Re: [HACKERS] COPY formatting

2004-03-18 Thread Andrew Dunstan
Lee Kindness wrote:

To be honest this idea strikes me as overkill - over
engineering. While there is a clear need for proper CSV import
(i.e. just setting DELIMITER to ',' doesn't work due to ','s in
strings) I cannot see how this would prove useful, or who would use
it?
 

I agree. My modest proposal for handling CSVs would be to extend the 
DELIMITER parameter to allow up to 3 characters - separator, quote and 
escape. Escape would default to the quote char and the quote char would 
default to unspecified. This would involve no grammar changes and fairly 
isolated and small code changes, I believe. In the most common CSV cases 
you would just use $$,$$ or $$,'$$. :-)

COPY is basically line/tuple oriented, and that alone would exclude many 
file formats (e.g. imagine wanting to import a spreadsheet where each 
worksheet was the table name and the first row on each worksheet was the 
field names - I have seen such beasts more than once). If we want a 
general facility for loading and exporting foreign file formats, I 
really believe that is the province of a utility program rather than a 
database engine function.

The reason in my mind for making CSV a special case is that it is very 
easy to do and so often asked for.

(I used to set parsing CSVs as a basic programming exercise - it is 
amazing how many way people find to get it wrong).

cheers

andrew

---(end of broadcast)---
TIP 8: explain analyze is your friend


Re: [HACKERS] COPY formatting

2004-03-18 Thread Bruce Momjian
Andrew Dunstan wrote:
 Lee Kindness wrote:
 
 To be honest this idea strikes me as overkill - over
 engineering. While there is a clear need for proper CSV import
 (i.e. just setting DELIMITER to ',' doesn't work due to ','s in
 strings) I cannot see how this would prove useful, or who would use
 it?
 
   
 
 I agree. My modest proposal for handling CSVs would be to extend the 
 DELIMITER parameter to allow up to 3 characters - separator, quote and 
 escape. Escape would default to the quote char and the quote char would 
 default to unspecified. This would involve no grammar changes and fairly 
 isolated and small code changes, I believe. In the most common CSV cases 
 you would just use $$,$$ or $$,'$$. :-)
 
 COPY is basically line/tuple oriented, and that alone would exclude many 
 file formats (e.g. imagine wanting to import a spreadsheet where each 
 worksheet was the table name and the first row on each worksheet was the 
 field names - I have seen such beasts more than once). If we want a 
 general facility for loading and exporting foreign file formats, I 
 really believe that is the province of a utility program rather than a 
 database engine function.
 
 The reason in my mind for making CSV a special case is that it is very 
 easy to do and so often asked for.
 
 (I used to set parsing CSVs as a basic programming exercise - it is 
 amazing how many way people find to get it wrong).

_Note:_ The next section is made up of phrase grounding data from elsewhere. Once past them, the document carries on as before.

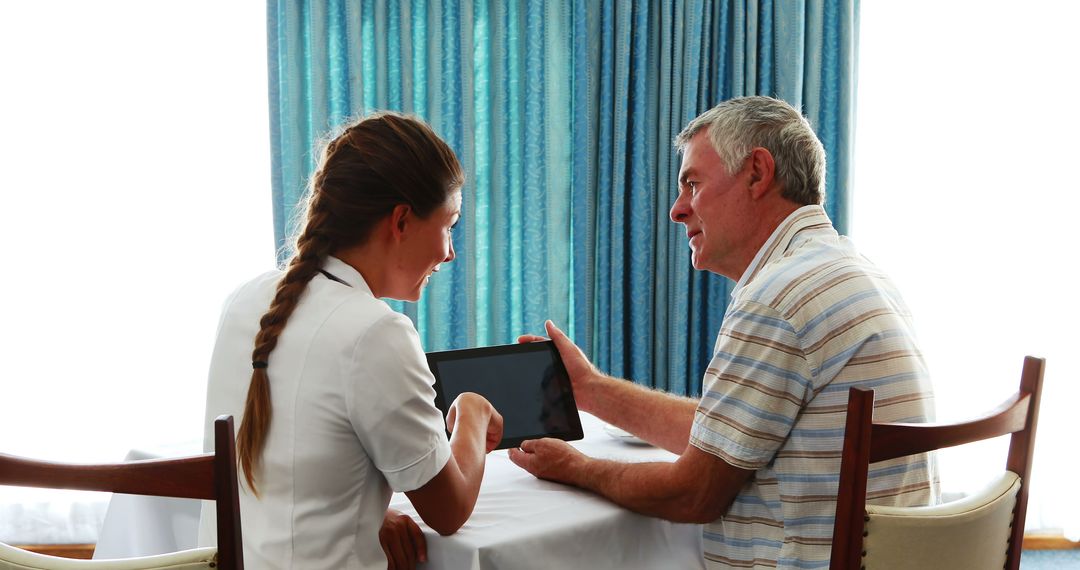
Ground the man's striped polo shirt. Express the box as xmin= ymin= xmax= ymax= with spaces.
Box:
xmin=689 ymin=205 xmax=938 ymax=569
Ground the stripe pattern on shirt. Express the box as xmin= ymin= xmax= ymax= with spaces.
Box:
xmin=689 ymin=205 xmax=938 ymax=569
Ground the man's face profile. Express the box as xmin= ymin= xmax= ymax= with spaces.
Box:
xmin=671 ymin=130 xmax=755 ymax=279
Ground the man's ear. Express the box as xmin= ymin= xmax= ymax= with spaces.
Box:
xmin=746 ymin=147 xmax=777 ymax=200
xmin=389 ymin=204 xmax=412 ymax=241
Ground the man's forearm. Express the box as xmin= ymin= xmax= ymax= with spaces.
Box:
xmin=571 ymin=456 xmax=717 ymax=524
xmin=508 ymin=427 xmax=748 ymax=525
xmin=580 ymin=374 xmax=698 ymax=454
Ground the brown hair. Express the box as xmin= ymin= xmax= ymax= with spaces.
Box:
xmin=237 ymin=112 xmax=464 ymax=494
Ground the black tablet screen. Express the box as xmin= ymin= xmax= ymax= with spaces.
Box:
xmin=427 ymin=342 xmax=583 ymax=449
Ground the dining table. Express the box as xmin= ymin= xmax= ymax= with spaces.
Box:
xmin=388 ymin=411 xmax=704 ymax=569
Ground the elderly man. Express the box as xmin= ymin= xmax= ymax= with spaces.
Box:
xmin=509 ymin=96 xmax=936 ymax=569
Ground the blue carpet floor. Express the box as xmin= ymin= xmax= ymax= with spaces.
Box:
xmin=1021 ymin=549 xmax=1080 ymax=568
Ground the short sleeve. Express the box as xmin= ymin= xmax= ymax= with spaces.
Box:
xmin=347 ymin=312 xmax=451 ymax=492
xmin=690 ymin=300 xmax=813 ymax=470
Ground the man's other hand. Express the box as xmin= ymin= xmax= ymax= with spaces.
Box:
xmin=507 ymin=437 xmax=587 ymax=485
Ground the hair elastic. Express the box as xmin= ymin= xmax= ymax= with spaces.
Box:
xmin=252 ymin=360 xmax=269 ymax=369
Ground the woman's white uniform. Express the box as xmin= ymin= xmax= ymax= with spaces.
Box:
xmin=198 ymin=256 xmax=451 ymax=569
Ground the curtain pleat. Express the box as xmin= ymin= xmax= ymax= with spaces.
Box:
xmin=267 ymin=0 xmax=858 ymax=394
xmin=569 ymin=0 xmax=599 ymax=357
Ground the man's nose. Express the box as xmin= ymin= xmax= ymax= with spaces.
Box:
xmin=670 ymin=193 xmax=689 ymax=223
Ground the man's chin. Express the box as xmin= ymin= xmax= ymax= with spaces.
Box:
xmin=690 ymin=253 xmax=705 ymax=271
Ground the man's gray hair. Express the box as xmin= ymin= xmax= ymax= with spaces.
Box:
xmin=675 ymin=96 xmax=826 ymax=206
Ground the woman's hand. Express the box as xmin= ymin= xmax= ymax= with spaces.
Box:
xmin=517 ymin=320 xmax=603 ymax=411
xmin=379 ymin=508 xmax=427 ymax=570
xmin=446 ymin=392 xmax=504 ymax=452
xmin=407 ymin=393 xmax=503 ymax=536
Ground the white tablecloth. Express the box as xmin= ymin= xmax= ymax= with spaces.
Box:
xmin=389 ymin=412 xmax=704 ymax=569
xmin=95 ymin=413 xmax=704 ymax=568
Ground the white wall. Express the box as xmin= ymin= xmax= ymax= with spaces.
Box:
xmin=0 ymin=1 xmax=272 ymax=461
xmin=854 ymin=0 xmax=1080 ymax=535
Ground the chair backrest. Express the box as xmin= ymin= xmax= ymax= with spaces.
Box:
xmin=0 ymin=415 xmax=243 ymax=570
xmin=830 ymin=356 xmax=1044 ymax=570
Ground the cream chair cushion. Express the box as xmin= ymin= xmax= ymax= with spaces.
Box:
xmin=0 ymin=543 xmax=217 ymax=570
xmin=861 ymin=471 xmax=1020 ymax=570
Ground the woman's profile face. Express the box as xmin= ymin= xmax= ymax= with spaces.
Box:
xmin=388 ymin=189 xmax=461 ymax=302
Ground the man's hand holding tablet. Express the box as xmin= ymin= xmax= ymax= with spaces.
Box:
xmin=515 ymin=320 xmax=603 ymax=411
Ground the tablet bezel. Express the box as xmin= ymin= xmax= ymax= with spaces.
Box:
xmin=426 ymin=341 xmax=584 ymax=450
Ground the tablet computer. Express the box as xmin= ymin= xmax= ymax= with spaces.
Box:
xmin=426 ymin=341 xmax=584 ymax=450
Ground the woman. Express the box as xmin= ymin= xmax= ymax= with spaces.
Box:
xmin=198 ymin=112 xmax=503 ymax=569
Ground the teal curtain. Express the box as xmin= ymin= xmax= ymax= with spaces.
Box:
xmin=267 ymin=0 xmax=858 ymax=396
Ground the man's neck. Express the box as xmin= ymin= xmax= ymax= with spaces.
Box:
xmin=725 ymin=200 xmax=801 ymax=282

I like the separator, quote, and escape idea.  It allows variety without
requiring folks to code in C.

-- 
  Bruce Momjian|  http://candle.pha.pa.us
  [EMAIL PROTECTED]   |  (610) 359-1001
  +  If your life is a hard drive, |  13 Roberts Road
  +  Christ can be your backup.|  Newtown Square, Pennsylvania 19073

---(end of broadcast)---
TIP 8: explain analyze is your friend


Re: [HACKERS] COPY formatting

2004-03-18 Thread Tom Lane
Karel Zak [EMAIL PROTECTED] writes:
 On Wed, Mar 17, 2004 at 11:02:38AM -0500, Tom Lane wrote:
 Karel Zak [EMAIL PROTECTED] writes:
 This seems like it could only reasonably be implemented as a C function.
 
 Why? I said it's pseudo code. It should use standard fmgr API like
 every other PostgreSQL function or is it problem and I overlook
 something? It must to support arbitrary programming language and not
 C only.

Sure, but the question is whether the *stuff it has to do* can
reasonably be coded in anything but C.  Why are you passing in a
relation OID, if not for lookups in relcache entries that are simply
not accessible above the C level?  (Don't tell me you want the function
to do a bunch of actual SELECTs from system catalogs for every line
of the copy...)

Passing in a relation OID is probably a bad idea anyway, as it ties this
API to the assumption that COPY is only for complete relations.  There's
been talk before of allowing a SELECT result to be presented via the
COPY protocol, for instance.  What might be a more usable API is

COPY OUT:
function formatter_out(text[]) returns text
COPY IN:
function formatter_in(text) returns text[]

where the text array is either the results of or the input to the
per-column datatype I/O routines.  This makes it explicit that the
formatter's job is solely to determine the column-level wrapping and
unwrapping of the data.  I'm assuming here that there is no good reason
for the formatter to care about the specific datatypes involved; can you
give a counterexample?

  It's pity  that main idea of  current COPY is based  on separated lines
  and it is not more common interface for streaming data between FE and BE.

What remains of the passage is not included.